- Born: 26 January 2009 (age 17)

Gymnastics career
- Discipline: Rhythmic gymnastics
- Country represented: Estonia (2023-present)
- Medal record
Women's rhythmic gymnastics
Representing Estonia
European Cup
| Silver medal – second place | 2025 Baku | 5 Ribbons |

= Elys Kretelle Kukk =

Estonian rhythmic gymnast (born 2009)

Elys Kretelle Kukk (born 26 January 2009) is an Estonian rhythmic gymnast. She represents her country in international competitions as a member of the senior group.

== Career ==

=== Junior ===
In July 2023 Kukk was selected for the 2nd editions of the Junior World Championships in Cluj-Napoca as part of the national group. There, along Kamila Grigorenko, Nika Oborskaja, Polina Tubaleva and Meibel Kudak, she took 8th place in the All-Around, 7th with 5 balls and 11th with 5 ropes.

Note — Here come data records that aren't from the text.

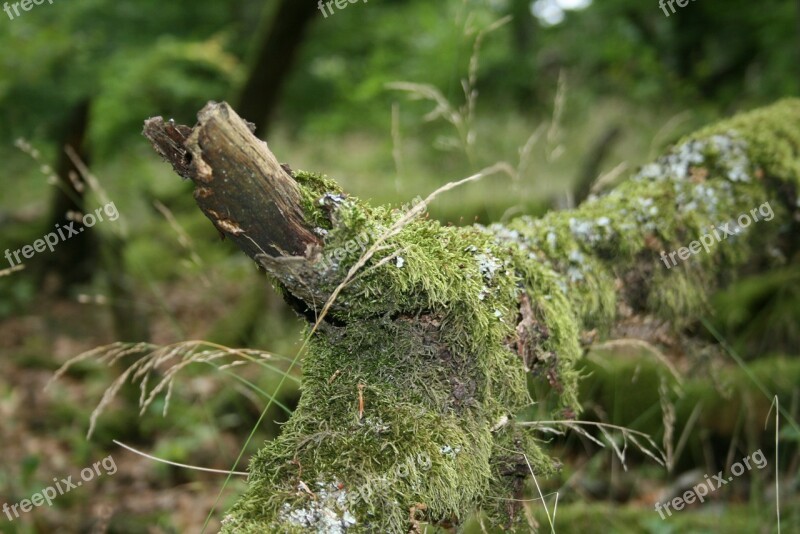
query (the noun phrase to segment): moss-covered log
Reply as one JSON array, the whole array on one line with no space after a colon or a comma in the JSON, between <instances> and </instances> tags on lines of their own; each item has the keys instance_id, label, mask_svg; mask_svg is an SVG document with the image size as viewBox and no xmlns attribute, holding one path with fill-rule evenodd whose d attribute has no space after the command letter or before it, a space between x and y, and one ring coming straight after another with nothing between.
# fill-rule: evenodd
<instances>
[{"instance_id":1,"label":"moss-covered log","mask_svg":"<svg viewBox=\"0 0 800 534\"><path fill-rule=\"evenodd\" d=\"M530 469L558 468L514 424L546 400L529 380L573 417L582 340L680 328L715 287L795 250L797 100L702 130L578 209L488 228L418 217L394 231L400 210L315 174L262 169L274 157L243 125L210 104L193 131L155 120L146 134L296 309L313 320L364 247L390 236L314 332L300 405L253 458L226 532L408 532L479 508L513 528ZM276 198L297 202L288 222ZM741 214L759 222L735 230ZM670 252L715 232L707 252L672 266Z\"/></svg>"}]
</instances>

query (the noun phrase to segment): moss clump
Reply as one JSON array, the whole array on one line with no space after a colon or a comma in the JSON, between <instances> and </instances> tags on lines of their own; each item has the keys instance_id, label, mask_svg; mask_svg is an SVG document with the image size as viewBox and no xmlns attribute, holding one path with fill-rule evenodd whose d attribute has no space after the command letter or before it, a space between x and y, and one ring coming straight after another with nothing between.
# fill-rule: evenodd
<instances>
[{"instance_id":1,"label":"moss clump","mask_svg":"<svg viewBox=\"0 0 800 534\"><path fill-rule=\"evenodd\" d=\"M520 475L557 468L513 423L532 402L529 375L551 386L559 415L574 414L583 329L607 330L623 306L680 322L754 251L777 246L794 201L775 198L773 182L797 181L782 173L800 165L798 125L800 104L788 101L689 138L577 210L489 228L416 219L386 238L313 336L300 405L252 460L224 530L407 532L476 508L513 528ZM335 261L309 260L302 284L277 276L296 295L313 280L318 298L306 304L319 308L402 214L317 175L297 179ZM661 251L767 201L777 220L759 223L757 239L744 232L679 267L660 263ZM407 473L393 477L398 465Z\"/></svg>"}]
</instances>

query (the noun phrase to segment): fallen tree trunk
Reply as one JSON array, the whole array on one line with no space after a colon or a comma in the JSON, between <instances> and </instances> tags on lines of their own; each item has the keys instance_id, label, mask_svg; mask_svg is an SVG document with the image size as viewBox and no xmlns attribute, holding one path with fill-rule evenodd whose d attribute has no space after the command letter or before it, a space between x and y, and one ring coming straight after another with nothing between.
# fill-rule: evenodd
<instances>
[{"instance_id":1,"label":"fallen tree trunk","mask_svg":"<svg viewBox=\"0 0 800 534\"><path fill-rule=\"evenodd\" d=\"M702 130L578 209L488 228L292 173L226 104L144 133L295 309L315 321L336 295L226 532L407 532L479 508L513 528L526 476L558 468L514 417L532 400L575 416L582 338L663 340L742 269L796 250L798 100Z\"/></svg>"}]
</instances>

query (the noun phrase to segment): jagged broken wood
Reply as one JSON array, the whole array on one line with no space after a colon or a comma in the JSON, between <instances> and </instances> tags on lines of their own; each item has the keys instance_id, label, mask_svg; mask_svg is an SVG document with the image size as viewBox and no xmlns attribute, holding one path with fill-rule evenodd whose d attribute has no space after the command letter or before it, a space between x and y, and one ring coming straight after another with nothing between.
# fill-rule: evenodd
<instances>
[{"instance_id":1,"label":"jagged broken wood","mask_svg":"<svg viewBox=\"0 0 800 534\"><path fill-rule=\"evenodd\" d=\"M144 133L309 320L361 259L361 236L390 234L314 330L300 404L252 460L226 532L407 532L476 509L515 528L526 477L558 468L515 417L532 400L575 416L582 337L663 342L743 268L796 251L797 100L702 130L575 210L391 232L400 210L282 167L226 104L198 118L150 119ZM765 205L774 220L756 231L662 263Z\"/></svg>"}]
</instances>

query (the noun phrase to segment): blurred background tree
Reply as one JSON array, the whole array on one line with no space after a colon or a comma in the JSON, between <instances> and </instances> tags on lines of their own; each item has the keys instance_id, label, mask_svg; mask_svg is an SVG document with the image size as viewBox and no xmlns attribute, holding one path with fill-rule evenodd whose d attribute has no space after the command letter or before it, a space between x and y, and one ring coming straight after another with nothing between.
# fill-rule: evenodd
<instances>
[{"instance_id":1,"label":"blurred background tree","mask_svg":"<svg viewBox=\"0 0 800 534\"><path fill-rule=\"evenodd\" d=\"M399 81L438 91L463 114L466 132L427 120L436 105L388 86ZM669 17L655 1L640 0L373 0L328 17L310 0L81 0L45 3L14 20L0 13L0 252L33 243L103 198L121 214L118 224L97 225L0 277L0 352L9 356L0 358L7 377L0 408L20 388L40 395L37 370L50 373L105 342L206 338L276 354L297 348L301 322L232 245L218 242L186 184L153 157L140 135L147 117L192 124L207 100L228 100L293 168L326 172L353 194L398 205L498 160L516 164L530 141L519 183L470 185L430 210L445 223L468 224L568 204L599 176L623 179L702 124L798 94L800 5L793 0L702 0ZM100 191L66 146L89 165ZM796 286L797 269L789 260L785 272L718 297L715 324L746 355L797 346L798 295L785 289ZM706 352L695 357L717 361ZM784 369L780 361L775 369ZM768 370L765 379L792 376ZM148 414L138 438L158 438L158 452L172 459L226 469L263 398L220 386L222 375L211 386L201 371L174 401L181 422ZM586 386L589 404L614 412L619 401L609 391L619 388L606 386L615 375L606 382L596 371ZM63 398L95 396L60 411L32 409L33 422L20 419L26 430L18 429L30 443L49 439L42 428L60 429L68 436L60 446L82 451L69 465L96 459L125 424L106 420L98 430L103 446L91 449L66 423L85 421L109 382L97 368L82 372ZM245 376L269 392L281 375L256 369ZM78 385L87 381L84 392ZM290 411L298 395L285 388L279 400ZM661 400L646 398L637 409L648 406L642 417L658 418ZM213 400L201 408L198 399ZM679 420L690 413L679 410ZM274 436L286 417L271 410L257 438ZM741 431L737 421L720 432ZM30 444L14 447L0 494L23 498L15 462L33 453ZM701 450L689 463L698 464ZM46 456L33 454L37 462ZM590 458L589 470L607 461ZM31 471L31 484L66 475L42 469ZM183 471L160 476L165 487L190 479L212 496L218 488L216 479ZM203 502L200 508L211 507Z\"/></svg>"}]
</instances>

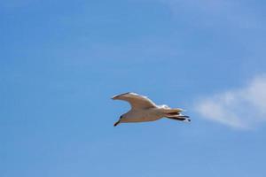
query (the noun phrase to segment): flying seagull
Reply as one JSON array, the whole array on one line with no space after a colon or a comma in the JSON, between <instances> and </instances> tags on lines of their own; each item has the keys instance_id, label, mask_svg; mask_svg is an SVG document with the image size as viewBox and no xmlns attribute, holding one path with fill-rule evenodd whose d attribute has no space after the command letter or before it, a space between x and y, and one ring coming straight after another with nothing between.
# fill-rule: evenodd
<instances>
[{"instance_id":1,"label":"flying seagull","mask_svg":"<svg viewBox=\"0 0 266 177\"><path fill-rule=\"evenodd\" d=\"M145 96L128 92L114 96L113 100L122 100L129 102L131 110L122 114L119 120L114 123L116 127L120 123L145 122L160 119L163 117L180 121L191 121L189 116L181 114L184 110L180 108L170 108L168 105L156 105L152 100Z\"/></svg>"}]
</instances>

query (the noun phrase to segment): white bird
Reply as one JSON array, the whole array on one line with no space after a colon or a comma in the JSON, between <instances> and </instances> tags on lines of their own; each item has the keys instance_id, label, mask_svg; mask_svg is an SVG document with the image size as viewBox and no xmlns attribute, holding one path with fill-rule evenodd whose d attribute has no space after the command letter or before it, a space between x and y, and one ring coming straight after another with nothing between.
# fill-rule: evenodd
<instances>
[{"instance_id":1,"label":"white bird","mask_svg":"<svg viewBox=\"0 0 266 177\"><path fill-rule=\"evenodd\" d=\"M156 105L148 97L136 93L128 92L112 97L113 100L127 101L131 105L131 110L122 114L119 120L114 123L114 127L120 123L145 122L160 119L163 117L181 120L191 121L189 116L181 114L184 110L180 108L170 108L168 105Z\"/></svg>"}]
</instances>

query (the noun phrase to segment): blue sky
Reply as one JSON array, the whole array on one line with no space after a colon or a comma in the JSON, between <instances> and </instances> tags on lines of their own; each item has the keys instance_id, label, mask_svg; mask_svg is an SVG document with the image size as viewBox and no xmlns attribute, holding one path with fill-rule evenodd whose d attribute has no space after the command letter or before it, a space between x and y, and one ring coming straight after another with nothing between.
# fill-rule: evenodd
<instances>
[{"instance_id":1,"label":"blue sky","mask_svg":"<svg viewBox=\"0 0 266 177\"><path fill-rule=\"evenodd\" d=\"M0 2L0 176L265 176L265 1ZM134 91L187 110L113 127Z\"/></svg>"}]
</instances>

In 2024 she competed with ribbon at the European Championships in Budapest, being 5th in the final.

=== Senior ===
In 2025, with the start of a new Olympic cycle, she integrated the new Estonian senior group composed by her, Ksenja Ozigina (the only remaining gymnast from the previous group), Kamila Grigorenko, Nika Oborskaja, Polina Tubaleva and Johanna Simone Pertens. In April the group won two gold medals at the Grand Prix in Thiais. In early May they competed at the European Cup stage in Baku, winning silver with 5 ribbons. In June, Elis and her group competed at the 2025 European Championships in Tallinn, Estonia. They took 4th place in all-around and 3 balls + 2 hoops, and finished 5th in 5 ribbons. In August, she competed at the 2025 World Championships in Rio de Janeiro, Brazil, alongside Ester Kreitsman, Ksenja Ozigina, Johanna Simone Pertens, Polina Tubaleva and Valeria Valasevits. They were 12th in all-around and did not advance into apparatus finals.

In February 2026 she returned to the individual modality and debuted at the Miss Valentine tournament in Tartu. In April, she took 4th place in all-around at Estonian National Championships. She also won gold in hoop, silver in ball and bronze in clubs final.